11 mai 2011 : Venezuela ( rapport - première lecture )

Rapport n° 503 (2010-2011) de M. Jean-Louis CARRÈRE, fait au nom de la commission des affaires étrangères et de la défense, déposé le 11 mai 2011

Disponible au format PDF (193 Koctets)


N° 503

SÉNAT

SESSION ORDINAIRE DE 2010-2011

Enregistré à la Présidence du Sénat le 11 mai 2011

RAPPORT

FAIT

au nom de la commission des affaires étrangères, de la défense et des forces armées (1) sur le projet de loi, ADOPTÉ PAR L'ASSEMBLÉE NATIONALE, autorisant l'approbation de l'accord entre le Gouvernement de la République française et le Gouvernement de la République bolivarienne du Venezuela relatif au statut de leurs forces armées dans le cadre de la coopération militaire,

Par M. Jean-Louis CARRÈRE,

Sénateur

INTRODUCTION

Mesdames, Messieurs,

Le Venezuela et la France ont signé à Paris, le 2 octobre 2008, un accord relatif au statut de leurs forces armées dans le cadre de leur coopération militaire.

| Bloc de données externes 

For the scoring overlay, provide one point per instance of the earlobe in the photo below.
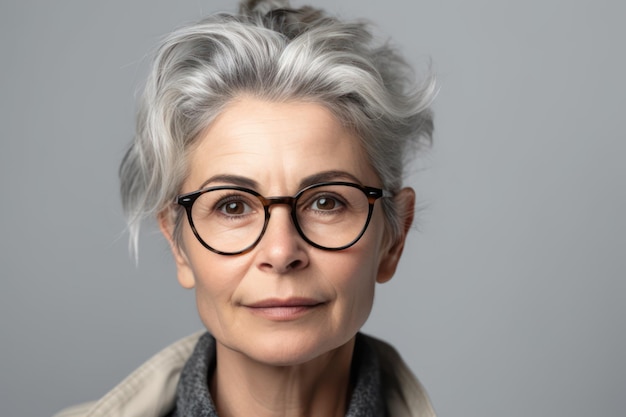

Ratifié par le Parlement de Caracas en 2009, et déjà adopté par l'Assemblée nationale française, cet accord est aujourd'hui soumis à l'examen du Sénat.

Les particularités du Venezuela au sein des pays d'Amérique latine ne font pas obstacle à un accord de cette nature, axé sur la formation des membres des forces armées et la coopération en matière de lutte contre le narcotrafic et l'orpaillage illégal.

I - UN PAYS EN PROFONDE MUTATION DEPUIS L'ARRIVÉE À LA PRÉSIDENCE, EN FÉVRIER 1999, D'HUGO CHAVEZ

A. UN POUVOIR PRÉSIDENTIEL FORT

Aux affaires depuis février 1999, réélu en 2000 et en 2006, le président Chavez a engagé le Venezuela dans un processus de profonde transformation sociale et politique, la « révolution bolivarienne », et revendique l'instauration d'un « socialisme du XXIe siècle ».

Sa victoire au référendum du 15 février 2009 a démontré sa popularité, et a donné au président l'assurance de pouvoir s'inscrire dans la durée, puisqu'il peut désormais se représenter sans limitation du nombre de mandats consécutifs.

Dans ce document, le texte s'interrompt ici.